Despite this, and an attempt by civil society groups to bring a Judicial Review over the lack of environmental criteria in RBS’ investment decisions, the Treasury is adamant that the public shares in RBS will be managed strictly on a commercial basis. The refusal reflects the Treasury’s broader lack of joined up thinking with regards to climate change and the economy. While the massive bail out and effective nationalisation of one of the UK’s biggest financial institutions involved a massive leap in what was politically possible at the time, using that same public ownership to affect positive change with regards to the climate has been discounted as even a remote possibility.

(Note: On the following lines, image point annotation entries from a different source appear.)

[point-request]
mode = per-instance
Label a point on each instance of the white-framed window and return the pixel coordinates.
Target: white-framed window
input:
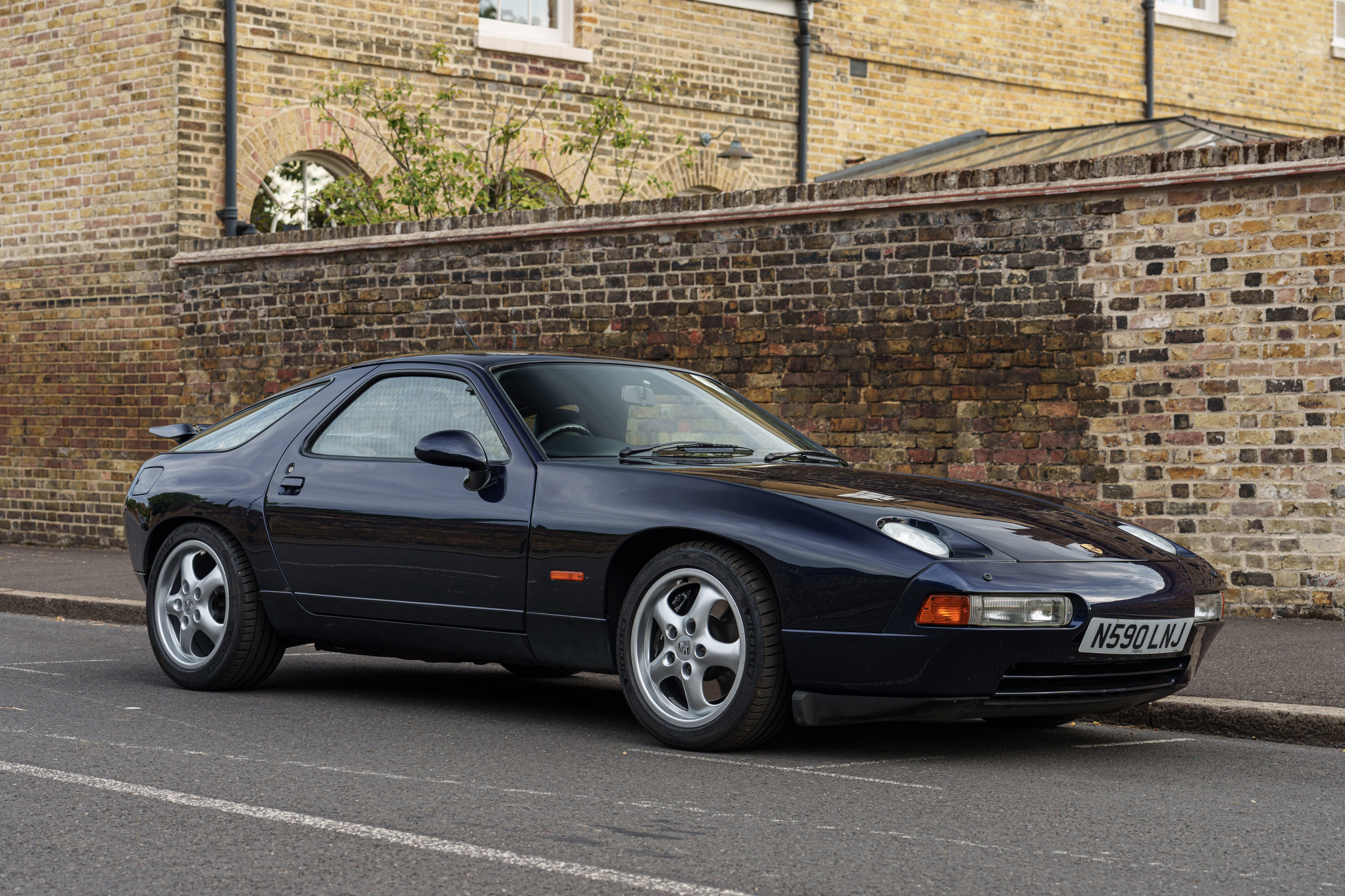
(1203, 10)
(532, 27)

Dealing with the threat of the climate crisis involves simultaneously reining the massive investment into new fossil fuels as well as ramping up the money that is going into renewable energy. It is estimated that £200 billion needs to be invested in UK energy infrastructure in the next 10-15 years if the government is going to meet its renewable energy commitments. While the coalition government appears to be backtracking on its promise to create a Green Investment Bank (GIB) in order to help finance the urgently needed transition to a low-carbon economy, a report has been published that has showed how the state-controlled banks, if the political will was there, could be recruited to the GIB cause, and in doing so redefine the roles of banks to meet the needs of society rather than allowing the sector to return to the short-termist approach which contributed to the financial crisis.

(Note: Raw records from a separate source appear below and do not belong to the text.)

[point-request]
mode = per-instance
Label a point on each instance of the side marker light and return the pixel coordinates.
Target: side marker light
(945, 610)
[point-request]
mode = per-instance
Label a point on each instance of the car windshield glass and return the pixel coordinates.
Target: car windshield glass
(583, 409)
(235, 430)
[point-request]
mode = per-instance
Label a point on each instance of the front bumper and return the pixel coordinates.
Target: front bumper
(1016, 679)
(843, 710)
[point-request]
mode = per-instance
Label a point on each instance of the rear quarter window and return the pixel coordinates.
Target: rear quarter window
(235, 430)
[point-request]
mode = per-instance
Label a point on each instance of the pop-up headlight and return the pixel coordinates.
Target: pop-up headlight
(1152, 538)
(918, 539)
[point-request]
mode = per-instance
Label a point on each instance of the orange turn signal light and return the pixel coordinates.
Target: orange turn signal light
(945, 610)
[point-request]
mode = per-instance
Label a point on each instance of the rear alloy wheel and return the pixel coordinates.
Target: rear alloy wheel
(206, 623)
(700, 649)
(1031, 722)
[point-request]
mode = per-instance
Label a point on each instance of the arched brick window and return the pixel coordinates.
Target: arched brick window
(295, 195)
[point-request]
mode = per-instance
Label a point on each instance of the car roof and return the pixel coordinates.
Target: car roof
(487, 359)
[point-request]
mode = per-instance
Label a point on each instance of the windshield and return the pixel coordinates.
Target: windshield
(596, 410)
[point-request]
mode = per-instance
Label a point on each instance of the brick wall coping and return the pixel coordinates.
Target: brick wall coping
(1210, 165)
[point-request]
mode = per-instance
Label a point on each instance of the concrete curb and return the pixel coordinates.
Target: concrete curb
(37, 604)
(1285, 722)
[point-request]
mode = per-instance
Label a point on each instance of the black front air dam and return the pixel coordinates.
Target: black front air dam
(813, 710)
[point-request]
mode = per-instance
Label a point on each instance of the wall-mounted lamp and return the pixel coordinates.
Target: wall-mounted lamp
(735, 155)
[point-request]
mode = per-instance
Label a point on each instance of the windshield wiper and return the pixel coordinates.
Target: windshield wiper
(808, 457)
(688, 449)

The pressure from within Parliament, and from NGOs has also been augmented by grassroots action. In the last four years, numerous student groups in the People & Planet network have been targeting campus-based RBS branches, while in August 2010, around 800 people occupied the backyard of the RBS headquarters on the outskirts of Edinburgh to protest against its fossil fuel finance. Over the course of five days, the Camp for Climate Action orchestrated a series of high-profile interventions against the bank. With climate change and the abuse of fossil fuels becoming the defining issue of a generation, the question is how much brand damage the already beleaguered bank can sustain before it withdraws from bankrolling the unfolding climate catastrophe.